BPTES is a potent and selective kidney-type glutaminase (GLS) inhibitor [1], with a Ki value of approx. 3 μM [2].


Glutaminase hydrolyzes glutamine into ammonia and glutamate. In mammalian tissues, two glutaminase isoforms derived from structurally related but distinct genes, are expressed. GLS is widely distributed in extra-hepatic tissues. Liver-type glutaminase (GLS2) is primarily found in adult liver. GLS is critical in glutaminolysis for many proliferating cells, especially malignant cells with rapid growth [1].

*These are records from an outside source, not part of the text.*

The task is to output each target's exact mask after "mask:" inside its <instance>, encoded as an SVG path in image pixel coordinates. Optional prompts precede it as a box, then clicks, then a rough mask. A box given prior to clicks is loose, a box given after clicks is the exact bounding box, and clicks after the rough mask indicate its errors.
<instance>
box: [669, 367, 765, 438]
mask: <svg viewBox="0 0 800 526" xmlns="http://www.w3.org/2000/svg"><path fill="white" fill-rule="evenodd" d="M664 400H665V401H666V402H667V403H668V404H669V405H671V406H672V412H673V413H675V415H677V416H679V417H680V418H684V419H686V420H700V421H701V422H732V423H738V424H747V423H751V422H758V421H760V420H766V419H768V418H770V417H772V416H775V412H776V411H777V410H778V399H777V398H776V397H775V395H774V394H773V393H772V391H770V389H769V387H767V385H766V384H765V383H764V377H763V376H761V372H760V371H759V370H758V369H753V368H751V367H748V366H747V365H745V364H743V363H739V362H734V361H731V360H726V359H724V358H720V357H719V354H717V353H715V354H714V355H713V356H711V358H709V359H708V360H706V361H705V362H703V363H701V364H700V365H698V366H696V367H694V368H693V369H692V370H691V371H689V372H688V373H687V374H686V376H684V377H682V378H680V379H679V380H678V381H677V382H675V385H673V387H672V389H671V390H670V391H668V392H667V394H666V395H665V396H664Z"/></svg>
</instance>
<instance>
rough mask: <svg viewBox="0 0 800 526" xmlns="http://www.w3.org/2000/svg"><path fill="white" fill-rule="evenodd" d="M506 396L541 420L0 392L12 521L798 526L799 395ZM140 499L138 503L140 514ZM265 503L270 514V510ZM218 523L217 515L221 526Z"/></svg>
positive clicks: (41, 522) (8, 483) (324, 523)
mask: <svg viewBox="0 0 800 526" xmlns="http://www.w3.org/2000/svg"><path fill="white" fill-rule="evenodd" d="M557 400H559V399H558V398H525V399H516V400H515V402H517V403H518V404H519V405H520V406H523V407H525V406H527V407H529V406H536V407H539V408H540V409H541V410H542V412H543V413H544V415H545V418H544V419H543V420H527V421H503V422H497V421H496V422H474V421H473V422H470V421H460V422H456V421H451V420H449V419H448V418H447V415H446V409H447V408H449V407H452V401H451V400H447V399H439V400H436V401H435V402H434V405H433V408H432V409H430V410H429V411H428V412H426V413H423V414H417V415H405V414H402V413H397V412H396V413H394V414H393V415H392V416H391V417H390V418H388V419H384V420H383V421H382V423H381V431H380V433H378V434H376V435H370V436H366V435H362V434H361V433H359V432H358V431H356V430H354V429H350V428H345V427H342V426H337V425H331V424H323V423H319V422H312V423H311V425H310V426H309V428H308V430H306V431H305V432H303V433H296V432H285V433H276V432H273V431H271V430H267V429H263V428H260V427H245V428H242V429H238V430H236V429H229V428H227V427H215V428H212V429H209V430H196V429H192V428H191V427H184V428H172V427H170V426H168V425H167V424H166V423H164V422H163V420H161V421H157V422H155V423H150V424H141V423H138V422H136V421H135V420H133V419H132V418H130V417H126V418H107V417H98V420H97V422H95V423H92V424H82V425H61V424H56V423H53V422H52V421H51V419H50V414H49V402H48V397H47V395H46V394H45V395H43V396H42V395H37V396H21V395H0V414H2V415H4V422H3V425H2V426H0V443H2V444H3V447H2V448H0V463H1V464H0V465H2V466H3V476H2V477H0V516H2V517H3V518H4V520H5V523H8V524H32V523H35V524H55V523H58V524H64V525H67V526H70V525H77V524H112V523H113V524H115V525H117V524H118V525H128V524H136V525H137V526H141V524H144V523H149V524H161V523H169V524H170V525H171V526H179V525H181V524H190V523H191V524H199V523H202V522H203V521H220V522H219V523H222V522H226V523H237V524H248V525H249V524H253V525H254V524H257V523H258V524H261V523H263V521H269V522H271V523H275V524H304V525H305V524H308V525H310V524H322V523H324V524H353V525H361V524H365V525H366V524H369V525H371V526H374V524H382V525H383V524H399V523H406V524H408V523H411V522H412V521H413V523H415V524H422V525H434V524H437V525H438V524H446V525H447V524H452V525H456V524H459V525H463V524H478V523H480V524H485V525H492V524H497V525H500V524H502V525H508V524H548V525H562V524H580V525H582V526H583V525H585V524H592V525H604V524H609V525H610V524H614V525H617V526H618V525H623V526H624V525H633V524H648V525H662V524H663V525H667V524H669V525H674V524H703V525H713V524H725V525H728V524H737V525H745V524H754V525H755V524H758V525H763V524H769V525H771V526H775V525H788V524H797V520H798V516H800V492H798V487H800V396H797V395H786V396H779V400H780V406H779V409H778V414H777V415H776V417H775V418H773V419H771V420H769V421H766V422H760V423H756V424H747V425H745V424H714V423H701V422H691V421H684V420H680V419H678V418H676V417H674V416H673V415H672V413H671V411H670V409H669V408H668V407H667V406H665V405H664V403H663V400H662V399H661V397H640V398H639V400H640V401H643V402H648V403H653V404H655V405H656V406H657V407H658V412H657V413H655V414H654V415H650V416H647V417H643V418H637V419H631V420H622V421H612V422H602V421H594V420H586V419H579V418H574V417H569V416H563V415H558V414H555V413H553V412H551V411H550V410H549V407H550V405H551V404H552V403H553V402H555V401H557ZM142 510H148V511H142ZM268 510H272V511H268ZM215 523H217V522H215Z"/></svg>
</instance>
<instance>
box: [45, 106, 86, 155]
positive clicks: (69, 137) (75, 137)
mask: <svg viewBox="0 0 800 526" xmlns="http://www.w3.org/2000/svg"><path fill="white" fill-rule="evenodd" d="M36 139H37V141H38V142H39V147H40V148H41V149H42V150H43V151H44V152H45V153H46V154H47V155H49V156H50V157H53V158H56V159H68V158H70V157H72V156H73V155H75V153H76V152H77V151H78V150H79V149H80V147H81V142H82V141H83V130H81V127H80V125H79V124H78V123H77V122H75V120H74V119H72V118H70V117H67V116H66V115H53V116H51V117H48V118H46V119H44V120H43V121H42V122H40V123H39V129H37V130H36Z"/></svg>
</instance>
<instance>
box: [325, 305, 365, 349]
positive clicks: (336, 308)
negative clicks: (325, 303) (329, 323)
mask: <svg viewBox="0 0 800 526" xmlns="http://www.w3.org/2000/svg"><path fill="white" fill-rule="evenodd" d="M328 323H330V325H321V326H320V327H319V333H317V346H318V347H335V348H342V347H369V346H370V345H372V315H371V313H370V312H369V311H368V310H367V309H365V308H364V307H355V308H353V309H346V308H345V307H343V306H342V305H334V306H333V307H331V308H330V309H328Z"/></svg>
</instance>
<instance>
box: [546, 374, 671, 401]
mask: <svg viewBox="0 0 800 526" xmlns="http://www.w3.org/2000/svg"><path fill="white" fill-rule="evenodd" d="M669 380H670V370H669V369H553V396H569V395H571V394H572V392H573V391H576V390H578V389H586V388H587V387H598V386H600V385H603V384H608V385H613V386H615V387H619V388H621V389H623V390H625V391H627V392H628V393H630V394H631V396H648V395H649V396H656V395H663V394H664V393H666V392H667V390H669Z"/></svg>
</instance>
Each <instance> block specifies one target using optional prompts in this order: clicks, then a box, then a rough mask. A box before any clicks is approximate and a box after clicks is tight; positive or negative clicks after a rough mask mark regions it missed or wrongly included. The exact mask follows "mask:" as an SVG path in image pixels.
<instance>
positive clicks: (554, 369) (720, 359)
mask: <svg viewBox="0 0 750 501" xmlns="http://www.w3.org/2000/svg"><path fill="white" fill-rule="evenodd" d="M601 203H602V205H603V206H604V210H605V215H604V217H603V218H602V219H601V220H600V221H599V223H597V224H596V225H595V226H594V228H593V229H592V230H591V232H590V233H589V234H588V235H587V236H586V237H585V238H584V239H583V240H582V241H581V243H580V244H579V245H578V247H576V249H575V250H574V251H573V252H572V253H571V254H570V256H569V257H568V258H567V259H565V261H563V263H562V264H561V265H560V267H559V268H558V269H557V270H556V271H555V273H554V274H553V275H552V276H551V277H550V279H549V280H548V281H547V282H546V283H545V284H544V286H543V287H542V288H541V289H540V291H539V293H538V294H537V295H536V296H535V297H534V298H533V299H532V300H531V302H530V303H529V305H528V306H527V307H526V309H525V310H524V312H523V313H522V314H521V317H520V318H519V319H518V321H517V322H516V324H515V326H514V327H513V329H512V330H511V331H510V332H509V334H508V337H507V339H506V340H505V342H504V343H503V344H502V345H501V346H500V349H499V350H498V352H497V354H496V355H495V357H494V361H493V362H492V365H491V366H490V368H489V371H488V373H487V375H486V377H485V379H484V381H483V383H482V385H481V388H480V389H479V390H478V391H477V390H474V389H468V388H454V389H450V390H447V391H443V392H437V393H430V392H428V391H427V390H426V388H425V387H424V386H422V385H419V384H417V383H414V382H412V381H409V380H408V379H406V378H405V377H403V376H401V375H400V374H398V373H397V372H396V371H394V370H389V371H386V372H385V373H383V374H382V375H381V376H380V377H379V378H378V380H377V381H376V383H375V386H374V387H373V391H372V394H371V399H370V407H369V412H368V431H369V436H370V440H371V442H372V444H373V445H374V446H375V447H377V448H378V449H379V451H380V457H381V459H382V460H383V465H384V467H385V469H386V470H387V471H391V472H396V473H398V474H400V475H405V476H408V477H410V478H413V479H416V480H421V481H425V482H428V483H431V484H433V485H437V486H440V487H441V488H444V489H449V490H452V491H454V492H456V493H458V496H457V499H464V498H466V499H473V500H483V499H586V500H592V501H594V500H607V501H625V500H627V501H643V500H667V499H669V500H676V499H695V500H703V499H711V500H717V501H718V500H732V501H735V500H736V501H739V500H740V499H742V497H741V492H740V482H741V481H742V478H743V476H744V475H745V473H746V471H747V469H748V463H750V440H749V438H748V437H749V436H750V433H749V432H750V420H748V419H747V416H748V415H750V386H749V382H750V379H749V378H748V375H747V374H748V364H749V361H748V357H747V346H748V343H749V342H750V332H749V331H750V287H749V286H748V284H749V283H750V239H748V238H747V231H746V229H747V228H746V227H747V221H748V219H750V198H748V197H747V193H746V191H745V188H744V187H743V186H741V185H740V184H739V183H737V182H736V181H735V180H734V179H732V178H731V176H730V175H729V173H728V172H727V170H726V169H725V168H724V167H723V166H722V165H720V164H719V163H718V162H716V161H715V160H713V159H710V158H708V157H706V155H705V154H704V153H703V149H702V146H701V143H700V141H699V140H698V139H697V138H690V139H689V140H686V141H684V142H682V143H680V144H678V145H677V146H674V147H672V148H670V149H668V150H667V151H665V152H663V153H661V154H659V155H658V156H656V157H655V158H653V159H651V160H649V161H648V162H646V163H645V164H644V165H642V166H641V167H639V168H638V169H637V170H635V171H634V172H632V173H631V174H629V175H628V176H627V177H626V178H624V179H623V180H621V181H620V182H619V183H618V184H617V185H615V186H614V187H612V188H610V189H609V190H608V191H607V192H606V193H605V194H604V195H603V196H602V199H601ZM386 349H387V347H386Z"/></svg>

Cell lines with mutations in isocitrate dehydrogenase 1 and 2 (IDH1/2) were used. In all IDH1-mutant AML cells, compared with DMSO, exposure to 20 μmol/L BPTES reduced the cell growth by approximately 50% on day 4. 20 μmol/L BPTES was not significantly different from 40 μmol/L BPTES in the reduction effect. Treatment without drug was not significantly different from treatment with DMSO in the growth of cells. BPTES did not significantly affect the cell growth of wild type AML cells [3]. In tumor cells, BPTES inhibited the conversion of glutamine into glutamate [4].

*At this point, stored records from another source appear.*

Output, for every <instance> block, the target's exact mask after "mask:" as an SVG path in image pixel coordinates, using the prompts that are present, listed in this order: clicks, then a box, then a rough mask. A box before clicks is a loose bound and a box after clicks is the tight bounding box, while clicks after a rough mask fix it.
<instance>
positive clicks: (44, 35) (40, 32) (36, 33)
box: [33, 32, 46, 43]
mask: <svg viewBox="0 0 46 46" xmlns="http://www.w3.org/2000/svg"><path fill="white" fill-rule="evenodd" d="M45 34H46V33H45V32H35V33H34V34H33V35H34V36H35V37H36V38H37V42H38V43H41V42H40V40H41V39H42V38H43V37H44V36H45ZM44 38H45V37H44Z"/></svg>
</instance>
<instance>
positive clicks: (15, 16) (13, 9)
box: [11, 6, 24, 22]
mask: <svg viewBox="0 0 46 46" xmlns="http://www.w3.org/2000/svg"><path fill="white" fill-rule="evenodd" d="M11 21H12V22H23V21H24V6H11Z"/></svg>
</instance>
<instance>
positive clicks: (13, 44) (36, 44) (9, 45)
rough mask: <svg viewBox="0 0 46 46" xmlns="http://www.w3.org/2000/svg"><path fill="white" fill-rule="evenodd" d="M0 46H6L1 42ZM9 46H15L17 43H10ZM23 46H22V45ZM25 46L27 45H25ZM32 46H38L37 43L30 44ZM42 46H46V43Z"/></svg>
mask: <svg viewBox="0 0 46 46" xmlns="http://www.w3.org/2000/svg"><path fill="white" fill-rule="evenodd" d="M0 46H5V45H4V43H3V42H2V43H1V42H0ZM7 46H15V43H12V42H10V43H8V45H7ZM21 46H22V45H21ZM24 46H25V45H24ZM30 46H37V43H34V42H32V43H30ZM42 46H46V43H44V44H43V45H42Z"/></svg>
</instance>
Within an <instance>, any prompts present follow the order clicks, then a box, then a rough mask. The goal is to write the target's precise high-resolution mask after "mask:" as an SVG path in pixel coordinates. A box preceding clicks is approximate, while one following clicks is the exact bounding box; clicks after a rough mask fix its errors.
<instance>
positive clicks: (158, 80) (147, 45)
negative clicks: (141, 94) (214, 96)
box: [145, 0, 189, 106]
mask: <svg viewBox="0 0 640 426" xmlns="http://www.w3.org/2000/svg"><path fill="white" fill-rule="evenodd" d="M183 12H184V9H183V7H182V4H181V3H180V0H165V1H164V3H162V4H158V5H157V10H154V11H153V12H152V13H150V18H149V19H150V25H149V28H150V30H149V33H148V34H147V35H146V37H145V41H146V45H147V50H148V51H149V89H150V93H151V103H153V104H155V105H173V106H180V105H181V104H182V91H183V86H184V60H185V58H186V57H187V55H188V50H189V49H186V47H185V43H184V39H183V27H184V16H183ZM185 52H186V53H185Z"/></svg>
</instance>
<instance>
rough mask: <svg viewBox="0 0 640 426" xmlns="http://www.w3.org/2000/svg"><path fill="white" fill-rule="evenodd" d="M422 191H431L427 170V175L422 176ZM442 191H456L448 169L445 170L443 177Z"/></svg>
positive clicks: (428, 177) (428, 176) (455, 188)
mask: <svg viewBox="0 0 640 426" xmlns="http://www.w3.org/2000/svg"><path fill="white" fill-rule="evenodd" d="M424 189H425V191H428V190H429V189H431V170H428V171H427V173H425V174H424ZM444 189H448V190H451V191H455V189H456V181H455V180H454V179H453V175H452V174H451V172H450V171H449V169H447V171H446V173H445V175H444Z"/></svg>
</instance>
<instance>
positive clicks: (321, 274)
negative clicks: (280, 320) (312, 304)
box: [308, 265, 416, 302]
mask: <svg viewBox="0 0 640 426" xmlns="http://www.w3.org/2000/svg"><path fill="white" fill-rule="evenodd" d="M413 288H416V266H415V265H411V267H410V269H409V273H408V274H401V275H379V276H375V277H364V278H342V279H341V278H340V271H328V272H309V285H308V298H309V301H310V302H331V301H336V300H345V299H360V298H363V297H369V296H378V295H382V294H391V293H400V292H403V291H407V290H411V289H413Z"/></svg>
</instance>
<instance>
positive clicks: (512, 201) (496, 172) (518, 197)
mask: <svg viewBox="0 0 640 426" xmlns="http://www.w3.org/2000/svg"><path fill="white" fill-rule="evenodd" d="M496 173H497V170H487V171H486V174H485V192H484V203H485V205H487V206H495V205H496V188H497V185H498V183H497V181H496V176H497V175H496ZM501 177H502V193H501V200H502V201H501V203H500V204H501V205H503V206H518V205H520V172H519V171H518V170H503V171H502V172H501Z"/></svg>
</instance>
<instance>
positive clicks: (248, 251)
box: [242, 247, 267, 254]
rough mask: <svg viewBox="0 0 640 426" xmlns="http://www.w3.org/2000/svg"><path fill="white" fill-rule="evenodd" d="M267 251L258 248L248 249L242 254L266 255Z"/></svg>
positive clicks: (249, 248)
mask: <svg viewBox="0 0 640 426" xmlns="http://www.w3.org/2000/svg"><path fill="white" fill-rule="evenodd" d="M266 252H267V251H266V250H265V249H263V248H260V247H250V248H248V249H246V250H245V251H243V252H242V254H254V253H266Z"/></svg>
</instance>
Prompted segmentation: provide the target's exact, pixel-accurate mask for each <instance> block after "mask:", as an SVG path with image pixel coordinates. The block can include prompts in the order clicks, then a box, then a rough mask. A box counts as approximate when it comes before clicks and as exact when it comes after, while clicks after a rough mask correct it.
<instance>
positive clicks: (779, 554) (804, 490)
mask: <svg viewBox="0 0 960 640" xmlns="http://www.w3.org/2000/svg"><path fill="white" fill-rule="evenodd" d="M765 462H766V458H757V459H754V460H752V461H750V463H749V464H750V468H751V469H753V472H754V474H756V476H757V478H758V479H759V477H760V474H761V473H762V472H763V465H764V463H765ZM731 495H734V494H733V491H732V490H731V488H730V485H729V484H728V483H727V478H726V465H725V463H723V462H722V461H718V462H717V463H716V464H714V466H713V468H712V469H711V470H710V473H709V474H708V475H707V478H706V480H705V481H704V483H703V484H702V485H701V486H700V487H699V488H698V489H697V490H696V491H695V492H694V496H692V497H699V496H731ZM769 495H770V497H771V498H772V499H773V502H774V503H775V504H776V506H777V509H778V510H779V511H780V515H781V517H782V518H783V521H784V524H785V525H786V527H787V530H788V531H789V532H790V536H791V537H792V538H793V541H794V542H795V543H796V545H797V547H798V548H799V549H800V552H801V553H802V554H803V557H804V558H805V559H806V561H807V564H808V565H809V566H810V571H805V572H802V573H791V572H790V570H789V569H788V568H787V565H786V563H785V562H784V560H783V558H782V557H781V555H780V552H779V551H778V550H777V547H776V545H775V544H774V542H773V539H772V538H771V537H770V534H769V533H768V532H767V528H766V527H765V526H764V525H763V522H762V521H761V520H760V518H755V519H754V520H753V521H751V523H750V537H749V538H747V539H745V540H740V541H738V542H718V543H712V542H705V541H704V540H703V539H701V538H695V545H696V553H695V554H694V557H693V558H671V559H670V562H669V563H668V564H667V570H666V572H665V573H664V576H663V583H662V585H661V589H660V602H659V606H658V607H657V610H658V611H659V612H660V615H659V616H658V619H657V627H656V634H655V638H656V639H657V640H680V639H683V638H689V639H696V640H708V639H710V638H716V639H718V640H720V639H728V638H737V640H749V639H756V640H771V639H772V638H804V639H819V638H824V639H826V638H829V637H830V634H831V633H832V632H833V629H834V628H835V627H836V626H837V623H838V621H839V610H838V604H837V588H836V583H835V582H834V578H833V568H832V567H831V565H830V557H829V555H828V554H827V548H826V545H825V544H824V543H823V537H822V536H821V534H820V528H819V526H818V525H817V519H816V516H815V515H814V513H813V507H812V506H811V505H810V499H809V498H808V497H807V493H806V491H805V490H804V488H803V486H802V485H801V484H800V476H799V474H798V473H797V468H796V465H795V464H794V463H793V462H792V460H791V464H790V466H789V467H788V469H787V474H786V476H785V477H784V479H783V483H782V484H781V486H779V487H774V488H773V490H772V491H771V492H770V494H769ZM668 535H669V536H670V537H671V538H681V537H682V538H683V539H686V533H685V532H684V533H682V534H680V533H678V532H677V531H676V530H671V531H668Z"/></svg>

Glutamate is a substrate of GPT in the transamination of pyruvate to alanine. Compared with controls, BPTES treatment reduced the pyruvate-to-alanine conversion in animals. In replicated experiments, BPTES significantly reduce the alanine-to-pyruvate (Ala/Pyr) flux ratio [4].


参考文献:
[1].  Shukla K, Ferraris DV, Thomas AG, et al. Design, synthesis, and pharmacological evaluation of bis-2-(5-phenylacetamido-1, 2, 4-thiadiazol-2-yl) ethyl sulfide 3 (BPTES) analogs as glutaminase inhibitors. Journal of medicinal chemistry, 2012, 55(23): 10551-10563.
[2].  Robinson MM, Mcbryant SJ, Tsukamoto T, et al. Novel mechanism of inhibition of rat kidney-type glutaminase by bis-2-(5-phenylacetamido-1, 2, 4-thiadiazol-2-yl) ethyl sulfide (BPTES). Biochemical Journal, 2007, 406(3): 407-414.
[3].  Emadi A, Jun SA, Tsukamoto T, et al. Inhibition of glutaminase selectively suppresses the growth of primary acute myeloid leukemia cells with IDH mutations. Experimental hematology, 2014, 42(4): 247-251.
[4].  Dutta P, Le A, Vander Jagt DL, et al. Evaluation of LDH-A and glutaminase inhibition in vivo by hyperpolarized 13C-pyruvate magnetic resonance spectroscopy of tumors. Cancer research, 2013, 73(14): 4190-4195.